Survival analysis of adjuvant endocrine therapy in HER2 positive early breast cancer patients with low ER positivity
Background Optimal treatment strategies for early-stage human epidermal growth factor receptor 2 (HER2) positive breast cancer with low estrogen receptor (ER) expression (1–9%) remain unclear. While endocrine therapy (ET) is standard for ER-positive disease, its benefit in ER-low tumors, particularly with concurrent HER2 overexpression, is less established. Methods We conducted a retrospective cohort study using Taiwan’s national cancer registry (TCR), identifying 10,408 patients with HER2-positive early breast cancer diagnosed between 2011 and 2019. Of these, 1436 (15.5%) had low ER positivity. Patients were stratified by ER level (1–9% vs. ≥ 10%) and ET use.

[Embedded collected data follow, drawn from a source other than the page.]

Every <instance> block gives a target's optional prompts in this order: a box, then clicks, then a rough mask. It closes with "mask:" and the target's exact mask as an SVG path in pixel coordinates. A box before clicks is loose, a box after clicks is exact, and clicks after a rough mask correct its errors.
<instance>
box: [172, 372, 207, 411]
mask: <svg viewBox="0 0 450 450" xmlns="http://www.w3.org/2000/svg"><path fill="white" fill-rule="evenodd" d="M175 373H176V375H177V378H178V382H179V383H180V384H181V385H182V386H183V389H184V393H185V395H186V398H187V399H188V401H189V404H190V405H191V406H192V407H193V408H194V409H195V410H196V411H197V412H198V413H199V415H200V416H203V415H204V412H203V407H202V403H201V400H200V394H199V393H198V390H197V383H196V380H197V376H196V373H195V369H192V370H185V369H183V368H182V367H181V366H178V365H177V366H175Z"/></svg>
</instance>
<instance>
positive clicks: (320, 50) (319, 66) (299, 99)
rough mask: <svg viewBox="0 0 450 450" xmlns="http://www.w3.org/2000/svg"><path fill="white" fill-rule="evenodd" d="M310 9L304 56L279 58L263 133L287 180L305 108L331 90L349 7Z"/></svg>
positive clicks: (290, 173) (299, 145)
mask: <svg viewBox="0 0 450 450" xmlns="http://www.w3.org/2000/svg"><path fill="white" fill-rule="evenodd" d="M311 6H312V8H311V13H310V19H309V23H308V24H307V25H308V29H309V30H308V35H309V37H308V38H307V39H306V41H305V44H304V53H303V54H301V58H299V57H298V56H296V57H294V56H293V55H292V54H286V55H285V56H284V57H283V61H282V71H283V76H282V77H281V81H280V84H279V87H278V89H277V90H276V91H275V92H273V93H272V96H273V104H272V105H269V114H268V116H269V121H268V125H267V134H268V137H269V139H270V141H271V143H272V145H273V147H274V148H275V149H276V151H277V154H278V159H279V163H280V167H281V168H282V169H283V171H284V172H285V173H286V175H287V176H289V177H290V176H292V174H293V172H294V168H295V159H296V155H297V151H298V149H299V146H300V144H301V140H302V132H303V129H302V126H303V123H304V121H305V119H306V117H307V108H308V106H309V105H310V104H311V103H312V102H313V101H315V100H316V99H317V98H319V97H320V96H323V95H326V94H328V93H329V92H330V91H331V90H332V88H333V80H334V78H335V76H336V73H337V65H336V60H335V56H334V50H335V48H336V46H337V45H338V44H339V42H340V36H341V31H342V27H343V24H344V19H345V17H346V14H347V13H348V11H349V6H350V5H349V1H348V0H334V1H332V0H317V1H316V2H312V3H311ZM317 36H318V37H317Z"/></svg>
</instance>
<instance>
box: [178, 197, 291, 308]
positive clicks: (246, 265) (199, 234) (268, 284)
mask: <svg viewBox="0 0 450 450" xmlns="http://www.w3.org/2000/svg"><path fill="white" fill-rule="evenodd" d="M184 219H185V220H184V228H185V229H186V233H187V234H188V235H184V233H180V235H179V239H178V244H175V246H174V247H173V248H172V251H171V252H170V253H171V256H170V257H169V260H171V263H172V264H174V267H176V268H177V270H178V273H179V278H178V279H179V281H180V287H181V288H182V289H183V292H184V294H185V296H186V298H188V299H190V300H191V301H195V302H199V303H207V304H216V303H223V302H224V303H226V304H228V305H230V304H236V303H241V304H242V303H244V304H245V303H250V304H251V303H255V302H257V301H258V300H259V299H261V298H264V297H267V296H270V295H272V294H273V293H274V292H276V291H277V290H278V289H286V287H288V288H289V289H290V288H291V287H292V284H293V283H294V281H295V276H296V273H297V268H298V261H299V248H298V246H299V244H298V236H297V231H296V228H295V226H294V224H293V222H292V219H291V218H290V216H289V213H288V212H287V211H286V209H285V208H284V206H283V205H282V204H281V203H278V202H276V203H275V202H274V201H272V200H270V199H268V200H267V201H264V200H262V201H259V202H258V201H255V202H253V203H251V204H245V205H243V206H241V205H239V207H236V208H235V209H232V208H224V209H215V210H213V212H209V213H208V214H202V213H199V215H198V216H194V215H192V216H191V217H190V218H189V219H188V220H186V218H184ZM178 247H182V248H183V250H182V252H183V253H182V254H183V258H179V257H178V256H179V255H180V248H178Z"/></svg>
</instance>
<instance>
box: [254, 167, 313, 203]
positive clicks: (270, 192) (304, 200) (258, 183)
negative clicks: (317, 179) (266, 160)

Overall survival (OS), breast cancer-specific survival (BCSS), and recurrence-free survival (RFS) were evaluated via Kaplan–Meier and Cox regression analyses. Progesterone receptor (PR) status was also assessed. Results Adjuvant ET significantly improved OS, BCSS, and RFS in both ER subgroups (all p < 0.05). In ER-low patients, ET was associated with improved OS (8.2 ± 0.1 years vs. 7.9 ± 0.1 years, 90.2% vs. 85.6%, p = 0.008), BCSS (8.4 ± 0.1 years vs. 8.2 ± 0.1 years, 93.9% vs. 89.7%, p = 0.005), and RFS (8.8 ± 0.1 years vs. 8.8 ± 0.1 years, 91.2% vs. 88.2%, p = 0.032) up to 10 years of follow-up. On multivariate analysis, PR positivity—not ER level—was an independent predictor of improved outcomes. Notably, PR-positive, ER-low patients had better OS with ET (92.1% vs. 86.7%, p = 0.022). Further subgroup analysis also showed improved OS, BCSS and RFS outcomes for those receiving longer ET duration (> 60 months) or for non-pathological complete response (pCR) patients. Conclusion Adjuvant ET provides significant survival benefits in HER2-positive early breast cancer with low ER expression, particularly in PR-positive tumors. Despite this, 41.9% of eligible ER-low patients did not receive ET, highlighting a treatment gap. PR status may guide ET decisions, supporting individualized treatment approaches. Adjuvant ET also showed survival benefits in non-pCR patients with longer duration (> 60 months) associated with better survival outcomes. Although the survival benefit of adjuvant ET appeared greater in patients without pCR, the benefit in the pCR group could not be quantified due to the limited sample size. Importantly, our findings do not suggest withholding ET in patients achieving pCR.